Autor

Onaírda

 

Data

5 de Maio de 2002

 

Secção

Policiário [564]

 

Competição

Campeonato Nacional e Taça de Portugal – 2001/2002

Prova nº 10

 

Publicação

Público

 

 

O ASSASSÍNIO DO VIDENTE

Onaírda

 

Dedicado a Severina e Dic Roland, autores cuja

 finesse” literária sempre me impressionou.

O crime ocorreu numa casa de Lisboa, perto da Ajuda, em rua estreita e sem saída, que confinava com uns terrenos da mata de Monsanto. A casa era isolada de outras da mesma rua, mesmo encostada aos ditos terrenos.
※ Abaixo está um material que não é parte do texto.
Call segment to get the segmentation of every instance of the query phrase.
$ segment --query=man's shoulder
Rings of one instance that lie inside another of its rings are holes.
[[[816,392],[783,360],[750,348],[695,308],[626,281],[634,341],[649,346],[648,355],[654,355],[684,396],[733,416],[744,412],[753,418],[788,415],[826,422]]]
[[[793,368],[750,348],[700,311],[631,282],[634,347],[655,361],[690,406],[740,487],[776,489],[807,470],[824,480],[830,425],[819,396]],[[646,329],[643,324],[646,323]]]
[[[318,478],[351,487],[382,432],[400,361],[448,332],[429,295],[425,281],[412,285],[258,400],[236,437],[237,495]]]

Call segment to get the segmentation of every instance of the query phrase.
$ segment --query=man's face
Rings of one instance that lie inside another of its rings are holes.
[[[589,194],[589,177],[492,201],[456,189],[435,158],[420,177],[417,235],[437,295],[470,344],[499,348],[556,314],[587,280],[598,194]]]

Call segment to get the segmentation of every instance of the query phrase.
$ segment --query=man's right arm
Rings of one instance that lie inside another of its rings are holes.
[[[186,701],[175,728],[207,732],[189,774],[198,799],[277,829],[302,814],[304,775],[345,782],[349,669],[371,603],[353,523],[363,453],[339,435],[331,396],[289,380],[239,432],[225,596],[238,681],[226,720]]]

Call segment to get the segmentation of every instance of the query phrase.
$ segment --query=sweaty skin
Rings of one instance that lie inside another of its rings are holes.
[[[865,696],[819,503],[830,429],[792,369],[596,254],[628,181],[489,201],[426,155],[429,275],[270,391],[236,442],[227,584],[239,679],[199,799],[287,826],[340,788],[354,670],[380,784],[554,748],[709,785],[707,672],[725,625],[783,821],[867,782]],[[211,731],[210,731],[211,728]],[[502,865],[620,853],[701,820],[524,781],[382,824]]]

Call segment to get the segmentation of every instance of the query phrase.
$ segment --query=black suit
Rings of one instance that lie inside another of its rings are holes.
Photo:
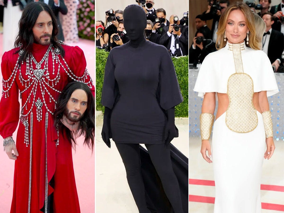
[[[54,1],[53,0],[49,0],[48,5],[52,9],[52,11],[57,19],[57,26],[58,27],[58,33],[57,36],[57,38],[59,41],[63,41],[64,40],[64,37],[63,36],[63,31],[62,30],[61,23],[59,20],[59,12],[61,12],[63,15],[66,15],[67,14],[68,10],[67,7],[64,4],[64,1],[59,0],[59,7],[56,7],[54,5]],[[28,3],[33,2],[34,1],[34,0],[28,0]],[[39,0],[39,1],[44,2],[43,0]]]
[[[171,43],[172,41],[172,36],[169,36],[166,33],[169,30],[168,26],[166,26],[164,28],[163,30],[165,33],[161,36],[160,38],[160,44],[165,47],[167,49],[169,50],[171,48]],[[180,28],[180,32],[181,35],[180,37],[178,37],[177,43],[179,44],[179,48],[182,52],[183,55],[188,55],[188,27],[185,25],[179,25]],[[180,52],[179,51],[178,52]],[[181,55],[179,54],[177,55],[180,56]]]
[[[151,37],[149,40],[152,41],[153,43],[155,43],[157,44],[160,44],[160,39],[161,35],[159,34],[152,33],[151,34]]]
[[[211,20],[213,19],[213,22],[212,23],[212,27],[211,28],[211,36],[212,38],[213,37],[213,34],[214,33],[214,29],[215,27],[215,25],[217,22],[219,22],[220,19],[220,17],[221,16],[218,16],[217,14],[215,15],[212,14],[211,12],[210,12],[208,13],[205,13],[204,12],[202,14],[202,20]]]
[[[150,20],[152,22],[154,22],[155,21],[156,19],[158,18],[157,15],[156,14],[156,10],[154,9],[154,12],[152,12],[152,13],[149,13],[149,15],[148,16],[146,15],[146,17],[147,20]],[[147,10],[149,10],[147,9]]]
[[[270,12],[273,14],[275,14],[278,11],[281,11],[281,3],[278,5],[275,5],[271,7]],[[281,22],[279,19],[277,18],[273,17],[274,23],[272,25],[272,28],[277,31],[281,32]]]
[[[272,29],[268,44],[268,56],[272,64],[277,59],[283,63],[281,55],[284,50],[284,35],[283,33]]]

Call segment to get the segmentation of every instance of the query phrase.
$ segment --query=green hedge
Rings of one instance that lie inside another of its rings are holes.
[[[97,111],[103,111],[104,107],[101,104],[102,89],[104,80],[105,66],[108,53],[96,48],[96,105]],[[176,107],[176,117],[188,117],[188,57],[173,58],[177,80],[183,101]]]

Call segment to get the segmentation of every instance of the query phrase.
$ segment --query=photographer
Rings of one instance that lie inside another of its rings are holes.
[[[110,15],[109,17],[108,17],[108,20],[111,20],[112,24],[110,25],[108,27],[106,28],[103,34],[103,36],[104,40],[106,43],[108,42],[109,44],[109,50],[110,50],[109,45],[110,42],[110,36],[114,33],[117,33],[117,28],[118,26],[118,22],[123,20],[123,11],[120,10],[118,10],[115,11],[114,14],[111,13],[106,12],[107,14]]]
[[[216,42],[217,38],[218,24],[220,17],[230,4],[230,2],[228,0],[220,0],[219,2],[218,5],[216,0],[211,1],[208,5],[208,9],[202,14],[202,18],[204,20],[213,19],[211,34],[213,42]]]
[[[152,29],[154,25],[151,20],[147,20],[147,26],[145,28],[145,34],[146,39],[157,44],[160,44],[160,35],[152,32]]]
[[[159,8],[156,11],[156,14],[157,18],[159,18],[158,22],[154,22],[153,23],[154,26],[152,29],[152,32],[155,33],[160,34],[161,36],[166,33],[166,31],[164,32],[162,30],[163,28],[170,25],[170,22],[166,19],[167,15],[166,11],[163,8]],[[160,29],[159,31],[159,29]]]
[[[284,35],[271,28],[274,21],[271,13],[264,13],[262,18],[266,27],[262,38],[262,50],[267,55],[272,65],[275,66],[274,72],[277,72],[283,62],[281,55],[284,50]]]
[[[110,49],[122,45],[129,41],[129,38],[126,34],[124,29],[123,21],[120,21],[118,23],[117,31],[117,33],[112,34],[110,36],[110,43],[109,44]],[[116,37],[115,36],[115,35],[118,36],[118,40],[115,40],[115,38]]]
[[[141,3],[139,2],[139,0],[135,0],[136,2],[138,3],[139,6],[142,7]],[[156,14],[156,10],[154,8],[154,5],[155,4],[154,0],[145,1],[145,5],[146,7],[142,7],[145,13],[146,14],[146,18],[147,20],[151,20],[152,22],[154,22],[157,18],[157,15]]]
[[[258,13],[257,14],[260,16],[261,16],[262,14],[268,11],[268,10],[269,9],[269,7],[270,7],[270,4],[271,3],[271,0],[258,0],[258,2],[261,5],[262,9],[260,11],[260,12]]]
[[[180,24],[181,25],[185,25],[188,26],[188,11],[183,13],[183,17],[181,19],[179,20]]]
[[[170,18],[170,25],[163,30],[166,33],[161,36],[160,44],[169,50],[172,56],[181,56],[188,54],[188,27],[179,24],[176,15]]]
[[[272,25],[273,30],[281,32],[284,34],[284,21],[281,21],[281,18],[283,18],[284,14],[284,0],[282,0],[280,4],[272,6],[270,12],[273,15],[274,23]]]
[[[193,38],[192,45],[189,48],[188,61],[190,64],[193,64],[196,67],[197,64],[202,63],[209,53],[216,51],[214,42],[210,40],[204,40],[211,39],[210,36],[210,32],[206,30],[204,27],[197,30]],[[202,37],[201,38],[201,37]]]
[[[103,37],[103,33],[105,29],[105,25],[102,21],[98,21],[101,24],[96,27],[96,46],[102,47],[105,44]]]

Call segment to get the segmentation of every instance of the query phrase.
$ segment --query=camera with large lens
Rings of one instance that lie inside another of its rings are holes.
[[[157,29],[158,33],[160,34],[163,32],[163,28],[165,26],[165,24],[164,23],[165,20],[165,19],[164,18],[157,18],[155,20],[156,23],[160,24],[160,27]],[[164,21],[162,21],[163,20]]]
[[[183,18],[186,22],[188,22],[188,11],[183,13]]]
[[[174,27],[174,29],[176,31],[179,30],[179,25],[177,24],[178,20],[178,17],[177,16],[174,16],[174,24],[173,24],[173,26]]]
[[[139,0],[139,3],[141,4],[141,7],[145,7],[146,6],[146,0]]]
[[[196,37],[196,40],[195,41],[195,43],[199,45],[204,40],[204,37],[203,36],[199,36]]]
[[[114,16],[114,14],[113,14]],[[118,16],[110,16],[107,18],[106,20],[107,20],[108,22],[112,22],[113,21],[115,21],[116,19],[119,19],[119,17]]]
[[[221,10],[224,8],[224,7],[220,6],[220,2],[216,0],[214,0],[213,3],[211,3],[212,0],[207,0],[207,1],[209,2],[209,5],[211,6],[210,12],[213,15],[215,15],[217,13],[217,11],[221,11]]]
[[[112,39],[113,39],[114,41],[119,41],[120,38],[121,38],[121,39],[122,40],[124,37],[124,36],[126,34],[126,32],[125,30],[122,32],[118,31],[118,35],[115,35],[112,36]]]
[[[262,5],[260,4],[256,5],[254,3],[251,3],[248,1],[246,2],[246,4],[249,7],[254,8],[256,10],[262,10]]]
[[[113,14],[113,10],[110,9],[107,11],[106,11],[106,14],[108,16],[114,16],[114,14]]]

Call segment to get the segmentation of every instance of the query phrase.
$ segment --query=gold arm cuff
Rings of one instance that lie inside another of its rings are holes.
[[[204,113],[200,114],[199,119],[201,141],[209,140],[215,118],[214,115],[211,113]]]
[[[272,128],[272,119],[271,119],[271,112],[266,111],[261,113],[261,114],[263,119],[263,124],[265,130],[266,138],[273,137],[273,130]]]

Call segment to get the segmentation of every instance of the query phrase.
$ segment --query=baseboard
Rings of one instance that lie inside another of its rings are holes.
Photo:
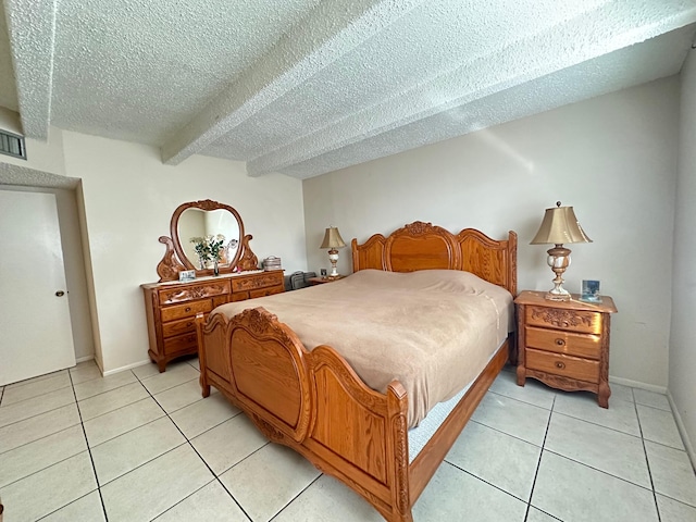
[[[692,461],[692,468],[696,471],[696,451],[694,451],[694,445],[692,445],[691,439],[688,438],[688,434],[686,433],[686,426],[682,422],[682,415],[679,414],[679,409],[674,403],[674,398],[670,390],[667,390],[667,400],[670,401],[670,408],[672,408],[672,413],[674,414],[674,421],[676,422],[676,428],[679,430],[679,434],[682,436],[682,442],[684,443],[684,447],[686,448],[686,453]]]
[[[609,382],[622,384],[623,386],[630,386],[632,388],[647,389],[648,391],[655,391],[656,394],[661,394],[661,395],[667,394],[667,386],[656,386],[655,384],[641,383],[638,381],[631,381],[630,378],[623,378],[623,377],[614,377],[612,375],[609,375]]]
[[[126,370],[133,370],[134,368],[144,366],[146,364],[150,364],[150,359],[146,359],[145,361],[134,362],[133,364],[127,364],[125,366],[115,368],[113,370],[109,370],[108,372],[103,372],[104,377],[107,375],[113,375],[114,373],[125,372]]]

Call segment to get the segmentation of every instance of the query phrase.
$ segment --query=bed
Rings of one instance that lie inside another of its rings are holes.
[[[517,291],[517,235],[513,232],[506,240],[494,240],[471,228],[452,234],[430,223],[414,222],[388,237],[374,235],[362,245],[353,239],[351,247],[353,275],[287,294],[296,294],[297,298],[307,300],[319,296],[328,303],[339,301],[341,295],[357,291],[356,285],[376,287],[381,285],[380,281],[399,279],[399,274],[417,271],[408,281],[425,279],[426,286],[432,286],[433,278],[438,278],[439,274],[445,278],[457,276],[451,271],[460,271],[474,274],[488,286],[505,288],[510,303]],[[397,274],[383,274],[383,277],[375,271]],[[447,283],[446,286],[449,288],[458,284]],[[314,332],[297,318],[295,323],[288,321],[286,324],[287,307],[283,308],[283,299],[288,297],[272,296],[254,299],[256,302],[224,304],[215,309],[208,320],[202,314],[197,316],[203,397],[208,397],[210,387],[214,386],[245,411],[269,439],[294,448],[322,472],[340,480],[386,520],[411,521],[413,504],[488,386],[508,359],[514,361],[511,328],[504,324],[507,335],[500,343],[499,333],[494,335],[496,341],[484,343],[481,339],[485,336],[476,336],[481,345],[495,343],[495,346],[483,356],[480,368],[473,376],[467,377],[463,385],[449,383],[449,377],[433,380],[431,376],[423,381],[420,374],[411,377],[407,373],[402,380],[394,378],[382,386],[371,372],[366,372],[364,361],[360,362],[360,358],[350,351],[346,355],[343,348],[339,352],[332,347],[334,344],[345,345],[346,338],[360,337],[362,331],[370,328],[353,326],[355,335],[330,328],[336,343],[306,347],[307,339],[321,339],[322,336],[318,333],[314,337]],[[487,308],[502,307],[490,301],[493,299],[488,298]],[[249,308],[252,304],[254,308]],[[316,304],[309,307],[316,308]],[[279,310],[277,316],[270,311],[274,308]],[[381,324],[376,319],[377,308],[353,308],[364,309],[364,324]],[[401,312],[400,308],[394,314]],[[511,310],[510,304],[508,316],[512,314]],[[324,312],[335,319],[336,313],[328,308]],[[428,321],[427,318],[423,320]],[[504,319],[502,322],[507,321]],[[312,320],[309,323],[318,322]],[[322,328],[319,324],[315,327]],[[377,337],[388,336],[380,334]],[[440,352],[433,358],[431,349],[418,350],[421,341],[424,339],[419,337],[412,343],[413,350],[424,351],[430,359],[426,363],[411,366],[437,365]],[[459,340],[452,343],[457,345]],[[439,345],[444,350],[452,343],[449,334],[436,338],[438,349]],[[439,365],[448,366],[449,363]],[[394,370],[395,375],[401,375],[399,372]],[[384,380],[385,375],[381,374],[378,378]],[[368,381],[372,386],[366,384]],[[428,391],[423,399],[420,388],[424,385],[419,383],[433,381],[447,381],[449,384],[435,386],[443,389],[437,394]],[[452,386],[460,389],[452,389]],[[407,389],[419,391],[409,394]],[[428,401],[437,403],[434,406]]]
Tinha exteriormente um aspecto normal, mas segundo a vizinhança tinham sido feitos grandes melhoramentos interiores, cujo modernismo e funcionalidade em nada condiziam com o aspecto exterior.

Estava-se no mês em que começa o Verão e o calor já era insuportável. Lisboa sofria esse efeito e, quando o corpo foi descoberto pela empregada de limpeza, às 18 horas, já o mesmo exalava um odor desagradável.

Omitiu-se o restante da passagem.